Layshock’s family sued and on Monday, a federal appeals court sided with them, articulating much the same reasoning the high court set forth in Tinker: The speech in question is constitutionally protected.

“Because the School District concedes that Justin’s profile did not cause disruption in the school, we do not think that the First Amendment can tolerate the School District stretching its authority into Justin’s grandmother’s home and reaching Justin while he is sitting at her computer after school in order to punish him for the expressive conduct that he engaged in there,” the court found.

“We realize, of course, that it is now well established that Tinker’s ‘schoolhouse gate’ is not constructed solely of the bricks and mortar surrounding the school yard. Nevertheless, the concept of the ‘school yard’ is not without boundaries and the reach of school authorities is not without limits.”
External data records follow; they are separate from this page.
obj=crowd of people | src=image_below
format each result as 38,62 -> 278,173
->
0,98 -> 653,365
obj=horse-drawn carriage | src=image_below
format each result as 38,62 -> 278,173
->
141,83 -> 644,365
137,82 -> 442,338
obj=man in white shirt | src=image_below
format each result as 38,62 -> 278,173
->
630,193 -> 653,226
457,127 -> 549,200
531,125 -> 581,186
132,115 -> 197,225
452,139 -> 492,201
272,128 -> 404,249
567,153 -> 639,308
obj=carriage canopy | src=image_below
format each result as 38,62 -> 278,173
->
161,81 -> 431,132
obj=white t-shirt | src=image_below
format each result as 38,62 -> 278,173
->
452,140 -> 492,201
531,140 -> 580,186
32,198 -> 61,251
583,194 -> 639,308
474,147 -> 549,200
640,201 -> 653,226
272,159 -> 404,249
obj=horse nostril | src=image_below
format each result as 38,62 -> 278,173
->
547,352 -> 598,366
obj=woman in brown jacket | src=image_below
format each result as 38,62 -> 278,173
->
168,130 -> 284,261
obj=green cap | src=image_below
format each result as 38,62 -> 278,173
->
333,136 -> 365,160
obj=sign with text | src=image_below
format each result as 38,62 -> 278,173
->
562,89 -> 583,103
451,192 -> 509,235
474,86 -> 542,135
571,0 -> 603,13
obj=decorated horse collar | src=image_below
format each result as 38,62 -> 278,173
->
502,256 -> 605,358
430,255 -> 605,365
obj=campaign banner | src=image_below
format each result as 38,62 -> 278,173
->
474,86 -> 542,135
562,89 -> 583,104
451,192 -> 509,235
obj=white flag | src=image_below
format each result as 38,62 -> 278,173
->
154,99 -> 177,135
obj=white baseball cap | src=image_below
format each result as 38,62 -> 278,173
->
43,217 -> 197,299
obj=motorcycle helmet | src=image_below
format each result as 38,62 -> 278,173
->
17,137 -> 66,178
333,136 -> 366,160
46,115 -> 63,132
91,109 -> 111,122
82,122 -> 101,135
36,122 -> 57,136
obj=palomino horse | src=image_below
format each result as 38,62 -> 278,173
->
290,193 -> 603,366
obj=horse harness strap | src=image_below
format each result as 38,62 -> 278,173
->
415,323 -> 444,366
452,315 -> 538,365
Unlikely to disrupt education process
That the speech “reached inside the school” didn’t matter, because it was unlikely to disrupt the education process — unlike an Internet post threatening a teacher or fellow student or one that urged students to act out.

Layshock’s misbehavior was in fact dealt with at home. His parents grounded him and took away his computer privileges.

And if that doesn’t seem like punishment enough, consider this: Wherever he is, Layshock, who is now probably 23 and turning his sights to such niceties as graduate or professional school or a job, must go forward knowing exactly what a mere Google search of his name will reveal.

Comments (3)

  1. Submitted by Ray Schoch on 06/15/2011 - 10:33 am.

    This sounds a lot like a not-terribly-sophisticated Ferris Bueller being pursued, and in this case punished, by that same principal. If ridicule of authority figures were genuine grounds for suspension and a prohibition from graduating, school board members would outnumber the graduates at virtually every graduation ceremony in the country.

    Irreverence is where teenagers live. It’s part of their job of transforming themselves from children into young adults. People who work with them don’t have to like the process, particularly, but they should get used to it. As in most other circumstances, attempts at prohibition are futile, and often counterproductive. Better to try to channel that energy and creativity.

  2. Submitted by John Hakes on 06/15/2011 - 01:57 pm.

    Thank you, Ms. Hawkins for elaborating on the free speech story that MN History Day students highlighted at the 3:57 mark of the video blog piece located at: http://tinyurl.com/3h3yl89

  3. Submitted by Peter Swanson on 06/15/2011 - 05:34 pm.

    1. What’s MySpace?

    2. This case is closer to Bethel School District v. Fraser than it is to Tinker. Fraser dealt with an in-school campaign speech filled with double entendre. In that case, the student lost.

    3. What impact would this have on a school’s ability to deal with cyberbullying?